Booster dose inactivates the Omicron variant, study finds

Five to 31 times more antibodies were needed to neutralize Omicron, the study said (Representational)

Washington:

An international team of researchers recently studied the sensitivity of Omicron to antibodies in comparison to the currently dominant delta variant. The study about this edition has been published in the ‘Journal of Nature’.

The new COVID-19 Omicron variant is more transmissible than the Delta variant. However, its biological characteristics are still relatively unknown.

In South Africa, the Omicron version replaced other viruses within a few weeks and there was a sharp increase in the number of diagnosed cases. Analysis in different countries indicates that the doubling time of cases is around 2 to 4 days.
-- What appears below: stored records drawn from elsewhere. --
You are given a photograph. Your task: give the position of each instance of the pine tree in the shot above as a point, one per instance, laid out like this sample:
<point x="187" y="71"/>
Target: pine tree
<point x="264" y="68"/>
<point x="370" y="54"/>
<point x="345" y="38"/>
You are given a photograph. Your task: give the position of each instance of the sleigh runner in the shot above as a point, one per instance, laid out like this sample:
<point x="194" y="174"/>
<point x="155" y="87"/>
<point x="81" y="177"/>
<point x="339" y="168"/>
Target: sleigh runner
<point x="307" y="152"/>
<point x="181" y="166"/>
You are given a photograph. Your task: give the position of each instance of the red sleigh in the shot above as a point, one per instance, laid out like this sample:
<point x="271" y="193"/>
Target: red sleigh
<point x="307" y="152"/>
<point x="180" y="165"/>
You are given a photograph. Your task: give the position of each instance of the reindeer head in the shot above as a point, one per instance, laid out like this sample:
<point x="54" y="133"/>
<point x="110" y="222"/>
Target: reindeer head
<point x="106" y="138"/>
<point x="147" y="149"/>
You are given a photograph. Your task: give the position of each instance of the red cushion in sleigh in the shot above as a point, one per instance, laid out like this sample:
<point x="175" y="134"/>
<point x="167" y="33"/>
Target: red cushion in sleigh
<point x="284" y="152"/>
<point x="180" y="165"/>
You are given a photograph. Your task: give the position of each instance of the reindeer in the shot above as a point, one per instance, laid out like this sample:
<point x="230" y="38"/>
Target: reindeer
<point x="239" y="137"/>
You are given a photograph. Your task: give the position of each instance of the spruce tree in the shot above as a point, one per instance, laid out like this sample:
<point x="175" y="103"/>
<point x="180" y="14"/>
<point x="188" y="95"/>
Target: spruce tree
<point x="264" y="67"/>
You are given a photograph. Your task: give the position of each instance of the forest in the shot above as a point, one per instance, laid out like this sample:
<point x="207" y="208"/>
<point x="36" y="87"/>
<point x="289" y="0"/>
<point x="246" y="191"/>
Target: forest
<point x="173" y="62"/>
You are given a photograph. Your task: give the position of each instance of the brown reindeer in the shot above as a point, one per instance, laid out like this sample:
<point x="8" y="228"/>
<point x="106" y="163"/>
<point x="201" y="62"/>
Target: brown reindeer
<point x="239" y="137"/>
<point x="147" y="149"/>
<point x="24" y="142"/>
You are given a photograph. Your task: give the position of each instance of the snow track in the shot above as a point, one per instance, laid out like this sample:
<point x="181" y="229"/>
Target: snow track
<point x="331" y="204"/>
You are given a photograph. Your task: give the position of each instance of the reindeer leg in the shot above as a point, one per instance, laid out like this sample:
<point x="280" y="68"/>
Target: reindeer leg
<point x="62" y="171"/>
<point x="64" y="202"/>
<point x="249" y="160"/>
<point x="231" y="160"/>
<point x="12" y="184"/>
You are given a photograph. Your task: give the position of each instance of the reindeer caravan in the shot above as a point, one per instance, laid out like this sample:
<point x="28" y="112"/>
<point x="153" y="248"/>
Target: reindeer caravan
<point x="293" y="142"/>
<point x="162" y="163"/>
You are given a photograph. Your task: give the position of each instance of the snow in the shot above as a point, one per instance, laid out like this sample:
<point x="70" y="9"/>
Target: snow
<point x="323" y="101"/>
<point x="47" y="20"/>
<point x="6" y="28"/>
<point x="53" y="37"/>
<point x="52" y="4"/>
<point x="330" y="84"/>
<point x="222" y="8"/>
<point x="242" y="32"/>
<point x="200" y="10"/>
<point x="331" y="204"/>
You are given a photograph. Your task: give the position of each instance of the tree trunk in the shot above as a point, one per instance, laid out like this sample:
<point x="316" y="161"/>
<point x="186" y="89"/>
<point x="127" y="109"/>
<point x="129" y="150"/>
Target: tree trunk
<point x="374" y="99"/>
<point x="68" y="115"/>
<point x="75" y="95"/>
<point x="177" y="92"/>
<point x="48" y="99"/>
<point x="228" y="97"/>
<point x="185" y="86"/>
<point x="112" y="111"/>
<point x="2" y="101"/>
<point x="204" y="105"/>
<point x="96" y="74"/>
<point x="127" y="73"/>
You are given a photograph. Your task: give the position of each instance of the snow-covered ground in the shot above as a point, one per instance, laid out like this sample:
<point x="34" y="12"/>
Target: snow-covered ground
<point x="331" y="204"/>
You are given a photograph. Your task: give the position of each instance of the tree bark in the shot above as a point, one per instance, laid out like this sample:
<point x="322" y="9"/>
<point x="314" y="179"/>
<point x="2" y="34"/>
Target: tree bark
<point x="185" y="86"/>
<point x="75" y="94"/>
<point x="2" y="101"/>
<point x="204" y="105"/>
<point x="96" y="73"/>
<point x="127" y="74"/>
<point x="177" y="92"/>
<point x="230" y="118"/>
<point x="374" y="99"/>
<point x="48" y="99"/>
Omicron has been detected in dozens of countries, including France, and becomes effective by the end of 2021.

In a new study supported by the European Union’s Health Emergency Preparedness and Response Authority (HERA), scientists from the Institut Pasteur and the Vaccine Research Institute, KU Leuven (Leuven, Belgium), Orléans Regional Hospital, in collaboration with the Hospital European Georges Pompidou (AP- HP) and Inserm studied the sensitivity of Omicron to antibodies in comparison to the currently dominant delta variant.

The aim of the study was to characterize the efficacy of the therapeutic antibody in neutralizing this new variant, as well as antibodies developed by individuals previously infected or vaccinated with SARS-CoV-2.

Scientists at KU Leuven isolated the Omicron version of SARS-CoV-2 from a nasal sample of a 32-year-old woman who developed moderate COVID-19 days after her return from Egypt. The isolated virus was immediately sent to scientists at the Institut Pasteur, where therapeutic monoclonal antibodies and serum samples from people who had been vaccinated or who had been previously exposed to SARS-CoV-2 were used to study the susceptibility of the Omicron variant. was done to.

The scientists used rapid neutralization assays developed by the Institute Pasteur Virus and Immunity Unit on isolated samples of Omicron virus. This collaborative multidisciplinary effort included teams from the Orléans Regional Hospital and Hospital European Georges Pompidou in Paris, as well as virologists and experts from the Institut Pasteur in viral evolution and analysis of protein structure.

The scientists began testing nine monoclonal antibodies used in clinical practice or currently in preclinical development. Six antibodies all lost antiviral activity, and the other three were between 3 and 80 times less effective against Omicron than Delta.

The antibodies bamlanivimab/etacevimab (a combination developed by Lilly), casirivimab/imdevimab (a combination developed by Roche and known as Ronaprev), and regdanvimab (developed by Celtrion) no longer had any antiviral effect against Omicron. The Tixagevimab/Cilgavimab combination (developed by AstraZeneca under the name Evusheld) was 80 times less effective against Omicron than Delta.

Olivier Schwartz, co-final author of the study and head of the virus, commented, “We showed that this highly permeable variant acquired significant resistance to antibodies. Most currently available therapeutic monoclonal antibodies against SARS-CoV-2 are neutralizing.” Huh.” Immunity Unit at Institut Pasteur.

The scientists observed that blood from patients previously infected with COVID-19, collected up to 12 months after symptoms appeared, and that individuals who received two doses of the vaccine five months after vaccination barely neutralized the Omicron variant. But those who received a booster dose of Pfizer had their sera taken a month after the vaccination, which was effective against Omicron.

In cell culture assays, five to 31 times more antibodies are required for neutralizing Omicron than for Delta. These results help to shed light on the continued efficacy of vaccines in protecting against severe forms of the disease.

Olivier Schwartz explained, “We now need to study the length of protection of booster doses. Vaccines probably become less effective in providing protection against contracting the virus, but they should continue to protect against severe forms.” “

“This study shows that the Omicron variant impairs the effectiveness of vaccines and monoclonal antibodies, but it also demonstrates the challenges and the ability of European scientists to work together to identify potential solutions. While at KU Leuven Omicron was able to describe the first case of infection. Europe is using the Belgian Genome Surveillance System, our collaboration with the Institut Pasteur in Paris has enabled us to carry out this study in record time,” said study co-author Commented end author Emmanuel André, Professor of Medicine at KU Leuven (Catholice Universitt Leuven) and head of the National Reference Laboratory for COVID-19 and the Genome Surveillance Network in Belgium.

“There is still much work to be done, but thanks to the support of the EU Health Emergency Preparedness and Response Authority (HERA), we have clearly reached the point where scientists from the best centers can work in synergy And we can move forward towards a better understanding of the pandemic and more effective management,” Emmanuel said.

The scientists concluded that multiple mutations in the Omicron variant’s spike protein enabled it to largely evade the immune response. Ongoing research is being done to determine why this variant is more transmissible from person to person and to analyze the long-term effectiveness of booster doses.

(This story has not been edited by NDTV staff and is auto-generated from a syndicated feed.)